Early in the first Obama administration, Rodriguez was presented as one of a new breed of moderate evangelical leaders who, along with Rick Warren, would displace the Christian Right old guard. Neither managed to maintain the facade. Warren exited stage right after being repeatedly exposed, as Rob Boston put it, as “Jerry Falwell in a Hawaiian shirt,” including for his role attacking LGBTQ rights in Uganda, as exposed by PRA’s Globalizing the Culture Wars. Meanwhile, Rodriguez was abandoned by liberals and the Democratic Party in the wake of his strident anti-Muslim, anti-abortion, anti-marriage equality, and overtly pro-Republican politics.
Yet Rodriguez has survived, largely in the media, as a figure who transcends racial, religious and political divides on immigration reform. But even on immigration, his signature issue across two presidential administrations, he has a controversial and decidedly conservative record. In 2009, he publicly deprioritized immigration reform (as I report in The Public Eye), declaring that if we got it right on abortion and marriage, God would take care of immigration. Now that immigration has moved to the center of public policy discussion, it is worth surfacing more of his record.

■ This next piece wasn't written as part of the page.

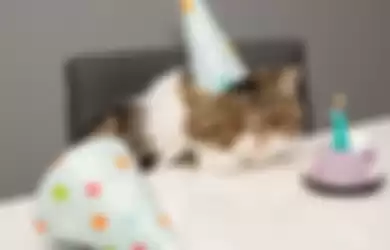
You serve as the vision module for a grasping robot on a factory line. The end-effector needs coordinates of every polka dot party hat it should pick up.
[181,0,248,94]
[33,137,178,250]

In June 2012, a new grouping called the Evangelical Immigration Table made news by offering a set of principles that a range of evangelical leaders hoped Congress would consider as they dealt with immigration reform. Leaders of “The Table” include such conservatives as Rodriguez, Leith Anderson of the National Association of Evangelicals, and Richard Land of the Southern Baptist Convention, as well as Jim Wallis of Sojourners. The same month, a group called “Conservatives for Comprehensive Immigration Reform (CCIR) with the same stated principles and some of the same leaders (including Rodriguez) launched a website, although they had already been active for two years.
CCIR revealed in a statement emailed to members of Rodriguez’s NHCLC shortly after the November 2012 election that for two years they had been helping Republican Senators Jon Kyl (R-AZ), Kay Bailey Hutchison (R-TX) and John McCain (R-AZ) craft the ACHIEVE Act, introduced as an answer to the Democrat’s DREAM Act. The statement praising the Republican Senators was signed by Rodriguez, Land, CCIR President Robert Gittelson, and Mathew Staver of Liberty University (founded by right-wing televangelist Jerry Falwell). Thus, while presenting himself as bipartisan, behind the scenes Rodriguez was working with GOP Senators on a partisan, and much weaker bill.
Rep. Luis Gutierrez (D-IL), speaking for the Congressional Hispanic Caucus, rejected the ACHIEVE Act, calling it “too little, too late.”
The CCIR statement was not Rodriguez’s only post-election Republican outburst.
Throughout an interview with other conservative evangelical leaders on the Christian radio program BreakPoint on November 8th, Rodriguez unambiguously spoke of “we” when referring to conservative, Christian, Republicanism.
I am a staunchly prolife, pro-marriage, limited government person,” he declared while discussing how many ethnic Americans supported president Obama because he was the first African American president. But Rodriguez assured us that soon the “anomaly” of his presidency will be over. What’s more, he insisted that circumstances could change to the point where “[i]f the Republican conservative movement can rebrand itself to be a party of justice and freedom, then we can make significant inroads in ethnic communities and the next generation.” Later in the interview he suggested that if that happens, “we are going to see a fresh Christian conservative movement in America.